Open Data and Trust in the Literature

David Spiegelhalter from the Royal Society makes a compelling case for the need for accurate statistical analysis of data, and the availability of that data in order to know whether one can trust a research result. In this short film, he visits with the University of Cambridge’s Nicole Janz to talk about reproducibility. One really intriguing suggestion Janz makes is that we need better training for students in this area. A course that required students to replicate published results from available data would go a long way toward building an understanding of what they need to do to generate (and publish) their own trustworthy results.

David Crotty

@davidacrotty

David Crotty is a Senior Consultant at Clarke & Esposito, a boutique management consulting firm focused on strategic issues related to professional and academic publishing and information services. Previously, David was the Editorial Director, Journals Policy for Oxford University Press. He oversaw journal policy across OUP’s journals program, drove technological innovation, and served as an information officer. David acquired and managed a suite of research society-owned journals with OUP, and before that was the Executive Editor for Cold Spring Harbor Laboratory Press, where he created and edited new science books and journals, along with serving as a journal Editor-in-Chief. He has served on the Board of Directors for the STM Association, the Society for Scholarly Publishing and CHOR, Inc., as well as The AAP-PSP Executive Council. David received his PhD in Genetics from Columbia University and did developmental neuroscience research at Caltech before moving from the bench to publishing.

Discussion

3 Thoughts on "Open Data and Trust in the Literature"
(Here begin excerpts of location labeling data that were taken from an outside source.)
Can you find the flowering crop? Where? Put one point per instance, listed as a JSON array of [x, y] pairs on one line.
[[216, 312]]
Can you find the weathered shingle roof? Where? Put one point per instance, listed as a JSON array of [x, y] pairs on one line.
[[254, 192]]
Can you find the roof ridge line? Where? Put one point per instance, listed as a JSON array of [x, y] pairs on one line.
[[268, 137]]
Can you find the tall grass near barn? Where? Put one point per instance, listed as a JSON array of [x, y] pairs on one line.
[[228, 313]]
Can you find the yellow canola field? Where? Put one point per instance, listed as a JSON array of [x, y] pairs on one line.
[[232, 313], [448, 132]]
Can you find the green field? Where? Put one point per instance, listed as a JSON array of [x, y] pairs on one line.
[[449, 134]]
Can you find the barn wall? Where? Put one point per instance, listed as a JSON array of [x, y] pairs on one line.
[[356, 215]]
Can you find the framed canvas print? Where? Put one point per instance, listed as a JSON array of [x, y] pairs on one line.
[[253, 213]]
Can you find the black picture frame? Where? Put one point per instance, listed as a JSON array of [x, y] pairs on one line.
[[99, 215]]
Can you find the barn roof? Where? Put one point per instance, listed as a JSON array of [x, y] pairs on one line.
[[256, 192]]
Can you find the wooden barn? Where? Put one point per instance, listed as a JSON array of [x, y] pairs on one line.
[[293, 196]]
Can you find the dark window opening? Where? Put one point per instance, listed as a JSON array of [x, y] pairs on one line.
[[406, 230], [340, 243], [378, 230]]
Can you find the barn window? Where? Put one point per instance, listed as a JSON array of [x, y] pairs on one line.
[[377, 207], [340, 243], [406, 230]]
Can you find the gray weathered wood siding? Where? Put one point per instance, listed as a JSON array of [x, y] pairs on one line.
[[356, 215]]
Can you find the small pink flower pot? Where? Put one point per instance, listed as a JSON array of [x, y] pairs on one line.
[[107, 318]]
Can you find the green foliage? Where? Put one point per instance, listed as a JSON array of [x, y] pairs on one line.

Maybe the problem isn’t with the lack of “better training” but rather with the ad hoc statistical methods themselves

By Enrique Guerra-Pujol
Jan 15, 2016, 4:49 PM

This could be a chicken:egg argument, but if researchers were trained in better techniques, experimental design and statistical analysis, wouldn’t they likely use better methods in their future work?

By David Crotty
Jan 15, 2016, 5:42 PM

the issue is more subtle and terminology is confusing. Spiegelhalter emphasizes reproducability but probably means replicability. we tried to clarify these various terms in http://www.nature.com/nmeth/journal/v12/n8/nmeth.3489/metrics/googleplus

the bottom line is that research uses numbers to derive findings. To clarify what are the claims of the research authors (what they found or did not find), we suggest that they should generalize their findings and map a “boundary of meaning” delineating what their findings imply and what they do not imply.

generalization is one of the eight information quality dimensions we describe in
Kenett, R.S. and Shmueli, G. (2014) On Information Quality, Journal of the Royal Statistical Society, Series A (with discussion), Vol. 177, No. 1, pp. 3-38.

In addition to replicate study results analysis as a technical exercise (with open source data), one should replicate experiments in order to verify the claimed generalization of its findings, what we consider is the essence of reproducability. This is in contrast to replicability that attempts to reconstruct the specific experimental set up conditions in order to obtain a replication of the experimental outcomes. In fact, reproducibility requires changes, and replicability attempts to avoid them. A critical point of reproducing an experimental result is that irrelevant events are not necessarily replicated. A successful generalization providing extensive reproducability allows replicating the findings of a scientific concept rather than reproducing distinct experiments.